Congress is working through fiscal year 2015 government funding bills, including the Agriculture funding legislation that appropriates money for the FDA. To implement the DQSA, the Obama administration requested $25 million to pay for inspections of compounding pharmacies. At this point in the legislative process, the House Appropriations Committee allocated $12 million for this purpose, while the Senate Appropriations Committee has not provided a specific number but has indicated that it included all the funding changes requested by the Administration. The Senate Appropriations Committee also included language directing the FDA to meet with stakeholders as it develops guidance and implements the DQSA. Senator Lamar Alexander (R-TN) pushed for inclusion of this guidance after he heard from doctors, pharmacists, and patients that the FDA was not communicating with them or responding to their concerns.
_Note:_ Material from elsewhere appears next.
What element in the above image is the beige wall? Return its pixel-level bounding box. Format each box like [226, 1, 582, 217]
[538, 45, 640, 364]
According to Senator Alexander, “The purpose of the compounding law is to end confusion and improve communication so we can help prevent another tragic meningitis outbreak. If FDA isn’t sitting down with doctors, patients, and pharmacists and communicating how it is implementing the law, then I will stay on FDA until it does.”

A bipartisan group of House Members has also been focused on ensuring that the FDA preserves the ability of community pharmacists to compound small amounts of medication for office use within States that currently allow such action, as well as allowing the repacking of finished FDA-approved pharmaceuticals.

On July 1 the FDA released draft guidance on manufacturing standards for large-scale compounders; published a proposed list of drugs considered too risky to compound; reopened nominations for a list of bulk pharmaceuticals which may be used in compounding; and published final guidance on enforcement actions the Agency will take against individuals or pharmacies who violate the compounding regulations.